________________ CM . . . . Volume XI Number 10 . . . . January 21, 2005


Joe Howe to the Rescue.

Michael Bawtree. Illustrated by David Preston Smith.
Halifax, NS: Nimbus, 2004.
142 pp., pbk., $12.95.
ISBN 1-55109-495-9.

Subject Headings:
Howe, Joseph, 1804-1873-Juvenile fiction.
Halifax (N.S.)-History-19th century-Juvenile fiction.

Grades 5-8 / Ages 10-13.

Review by Ian Stewart.

** /4


Jack was small for his age, with brown hair and startling grey eyes. He was thin and wiry, but had strong hands and moved with quick darting steps. People used to say that he stood out in a crowd in spite of his size, and that he was "goin' some-wheres." He was known at Mrs. Pringle's as a boy who would always stick up for the small ones. He hated to see bullies throwing their weight about in the little playground behind the school, and often rushed into protect them. He had a temper too, and even the bigger boys were just a little bit afraid of him.

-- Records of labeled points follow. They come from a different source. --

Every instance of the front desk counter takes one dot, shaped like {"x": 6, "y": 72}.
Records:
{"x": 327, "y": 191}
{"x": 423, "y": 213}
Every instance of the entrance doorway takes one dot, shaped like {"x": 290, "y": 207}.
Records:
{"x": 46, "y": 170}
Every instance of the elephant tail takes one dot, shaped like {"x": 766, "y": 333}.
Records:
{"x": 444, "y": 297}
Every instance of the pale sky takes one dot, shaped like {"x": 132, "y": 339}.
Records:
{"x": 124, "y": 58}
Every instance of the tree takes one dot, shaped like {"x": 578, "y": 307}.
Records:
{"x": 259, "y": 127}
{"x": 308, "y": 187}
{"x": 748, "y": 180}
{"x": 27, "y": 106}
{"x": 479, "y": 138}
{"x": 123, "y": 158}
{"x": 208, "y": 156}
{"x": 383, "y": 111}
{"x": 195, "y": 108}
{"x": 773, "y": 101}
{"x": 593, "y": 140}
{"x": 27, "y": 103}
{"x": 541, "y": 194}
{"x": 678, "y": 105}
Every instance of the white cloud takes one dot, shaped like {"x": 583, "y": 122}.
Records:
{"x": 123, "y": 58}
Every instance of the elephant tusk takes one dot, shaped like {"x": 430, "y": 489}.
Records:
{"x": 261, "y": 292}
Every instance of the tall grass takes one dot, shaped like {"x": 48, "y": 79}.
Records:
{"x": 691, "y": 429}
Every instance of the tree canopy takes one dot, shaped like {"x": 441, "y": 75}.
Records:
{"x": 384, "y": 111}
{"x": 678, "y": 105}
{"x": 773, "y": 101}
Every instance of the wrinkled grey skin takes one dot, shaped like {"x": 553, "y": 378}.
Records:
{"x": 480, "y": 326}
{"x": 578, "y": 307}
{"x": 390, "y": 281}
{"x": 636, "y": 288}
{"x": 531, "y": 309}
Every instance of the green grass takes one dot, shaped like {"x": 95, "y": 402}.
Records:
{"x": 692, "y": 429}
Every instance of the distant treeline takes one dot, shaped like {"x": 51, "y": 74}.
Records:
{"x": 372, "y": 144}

This historical novel is set in 1834 Halifax, Nova Scotia, and tells the tale of a young boy and his adventures with Joseph Howe, the crusading journalist who would eventually become the province's Premier and a federal cabinet minister after Canadian confederation. It seemed a bit of good fortune when young Jack Dance was befriended by the local newspaper editor, Joseph Howe, and given a job at the Novascotian. However, like his new friend and mentor, Jack had a nose for sniffing out scandal and soon became the sworn enemy of highly placed local officials and their smuggler friends. His non-stop adventures started out small, but within days he is running for his life and trying to keep Howe out of jail. Much of the action centers on Howe's famous 1835 trial. He had published a letter accusing the local magistrates of corruption, and they charged him with seditious libel. A guilty verdict would send the journalist to prison for many years.

     The book's shortcoming soon becomes annoyingly evident. Michael Bawtree is only interested in mythologizing Howe. He is unsullied, a man without fear and so pure as to be totally unbelievable. It would have been much more interesting to have given Howe at least a token amount of self-doubt, perhaps a small fault, and to have portrayed the local officials as something less then completely vile. Young readers deserve the chance to see some level of complexity in human social and political relationships.

Recommended with Reservations.

A regular contributor to CM, Ian Stewart teaches at David Livingstone School in Winnipeg, MB, and reviews books on Canadian history and politics for the Winnipeg Free Press.